ИСКУССТВО В КОНТЕКСТЕ ЗЛОБЫ ДНЯ

- Имеется в виду, что 60-70-е годы прошлого века подарили миру рок-музыку, которая его изменила, но сегодня рок уже не играет той роли в мире, как 20 лет назад, и должно родиться что-то новое?

- Я просто с другой колокольни на это смотрю. Вам в Эрмитаже приходилось бывать? В Метрополитен-музее?

- Да, конечно.

- Приходилось бывать в залах, где выставлено искусство примерно с 1450 го по 1620 годы?

- Естественно.

- Понравились картины?

- Разумеется.

- Супер! Вы можете увидеть, что в том временном диапазоне, о котором я говорю, это примерно 150-200 лет, были потрясающие художники, существовали школы, существовала разница между ними - то есть, наверно, в 1640-м писали не совсем так, как в 1480-м. Но потом произошел сильный перелом, появились какие-то чуваки типа Делакруа - и это уже совсем другое. А там была просто зона определенного видения, определенного мышления, определенного переноса реальности на полотно, которая просуществовала в районе где-то полутора веков. И когда ты смотришь через толщу 350 -450-ти лет спустя, ты видишь вот эту коллекцию картин, как некий единый культурный конгломерат - а это жизнь шести человеческих поколений! Одна глава! Между Да Винчи и Босхом, между Брейгелем и Ботичелли может быть возрастная разница, эпохальная разница, но они как бы в одной капсуле.

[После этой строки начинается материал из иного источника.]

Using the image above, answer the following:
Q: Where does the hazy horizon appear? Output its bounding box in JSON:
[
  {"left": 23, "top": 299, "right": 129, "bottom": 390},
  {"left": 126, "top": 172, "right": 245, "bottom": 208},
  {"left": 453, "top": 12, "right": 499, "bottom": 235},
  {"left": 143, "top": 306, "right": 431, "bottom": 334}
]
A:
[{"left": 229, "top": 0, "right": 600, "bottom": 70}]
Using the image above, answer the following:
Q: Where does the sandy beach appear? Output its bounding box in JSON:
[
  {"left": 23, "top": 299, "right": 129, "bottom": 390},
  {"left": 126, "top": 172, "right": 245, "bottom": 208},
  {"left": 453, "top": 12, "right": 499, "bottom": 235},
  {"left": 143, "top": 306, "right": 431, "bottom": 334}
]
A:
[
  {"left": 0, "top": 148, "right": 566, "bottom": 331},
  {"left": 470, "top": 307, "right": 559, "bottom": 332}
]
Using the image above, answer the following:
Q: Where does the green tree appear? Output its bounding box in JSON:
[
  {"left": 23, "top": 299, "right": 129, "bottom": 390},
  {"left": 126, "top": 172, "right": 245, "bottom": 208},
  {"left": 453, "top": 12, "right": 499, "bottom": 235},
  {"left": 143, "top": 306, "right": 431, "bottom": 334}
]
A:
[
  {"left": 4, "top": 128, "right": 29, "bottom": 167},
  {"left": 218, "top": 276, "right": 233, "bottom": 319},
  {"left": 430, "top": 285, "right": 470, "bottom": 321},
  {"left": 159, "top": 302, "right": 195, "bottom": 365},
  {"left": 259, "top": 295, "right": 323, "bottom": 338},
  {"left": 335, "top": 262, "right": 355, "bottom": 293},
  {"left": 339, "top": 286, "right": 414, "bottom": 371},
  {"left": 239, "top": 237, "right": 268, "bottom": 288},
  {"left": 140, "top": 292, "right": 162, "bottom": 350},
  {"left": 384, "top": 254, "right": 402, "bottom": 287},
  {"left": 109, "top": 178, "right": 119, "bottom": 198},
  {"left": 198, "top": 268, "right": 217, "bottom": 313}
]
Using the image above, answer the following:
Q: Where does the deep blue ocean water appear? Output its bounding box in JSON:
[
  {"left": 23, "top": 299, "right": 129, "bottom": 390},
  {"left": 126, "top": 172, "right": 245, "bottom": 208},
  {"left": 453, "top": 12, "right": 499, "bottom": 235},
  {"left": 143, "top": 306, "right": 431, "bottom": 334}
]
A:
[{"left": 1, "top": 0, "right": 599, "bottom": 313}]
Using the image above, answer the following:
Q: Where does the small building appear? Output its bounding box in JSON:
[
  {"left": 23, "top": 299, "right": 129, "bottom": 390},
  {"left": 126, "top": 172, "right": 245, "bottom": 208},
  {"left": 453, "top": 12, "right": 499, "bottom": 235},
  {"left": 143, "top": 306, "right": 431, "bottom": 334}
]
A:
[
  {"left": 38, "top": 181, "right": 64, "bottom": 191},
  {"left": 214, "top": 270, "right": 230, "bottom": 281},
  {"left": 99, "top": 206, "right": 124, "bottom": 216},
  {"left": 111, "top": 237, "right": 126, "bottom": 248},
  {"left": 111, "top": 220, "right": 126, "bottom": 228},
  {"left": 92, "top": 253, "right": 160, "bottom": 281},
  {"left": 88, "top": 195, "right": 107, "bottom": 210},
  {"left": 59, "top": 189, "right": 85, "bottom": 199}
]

- То есть все эти художники принадлежат к одному культурному куску времени?

- Да. Можно посмотреть на наше время через призму жизни одного поколения, которому в подростковом возрасте сильно полоснула по мозгам некая культура. Сегодня она подутратила меру своей притягательности, но внутри жизни пятнадцатилетнего мальчика, которому стало около пятидесяти, гравитационное поле этого искусства существует неизменно...Я просто живу в значительно более медленном календаре. С точки зрения временной протяженности этого ренессансного полотна длиной в 150 лет, концы от Пэйджа, который записывает «Физикал граффити» в 74-м году в Лондоне, до меня, сидящего 35 лет спустя в Нью-Йорке - близкие временные концы. Была вот, например, «новая волна», 82-85 год, «пост-панк»... всякие «Дюран-Дюран», «Smith», «Депеш Мод», Саймон Ли Бон... Были люди, закалывали Джонни-Рот-теновской булавкой пальто, делали себе прически под ирокезов... Для кого-то это была эпоха. Для меня же - вот были «Лед Зеппелин», был «Физикл Грэффити», в 76-м я впервые это услышал, прошло 34 года -и как это было ох..тельно и актуально тогда, так это ох...тельно и актуально и сейчас. Были Бои Джорджи, «Калчер клаб», вся вот эта ху..тень середины 80-х годов, абсолютно никчемная, ненужная, но которая снесла башню Вите Цою тому же... А тот чувак, от которого я «улетел», сказочно звучит и сейчас, и то, что воспринималось мной как порожняк и накипь тогда, оно и оказалось порожняком и накипью. Где сейчас этот «Дюран-Дюран»? Кому он на х...й нужен?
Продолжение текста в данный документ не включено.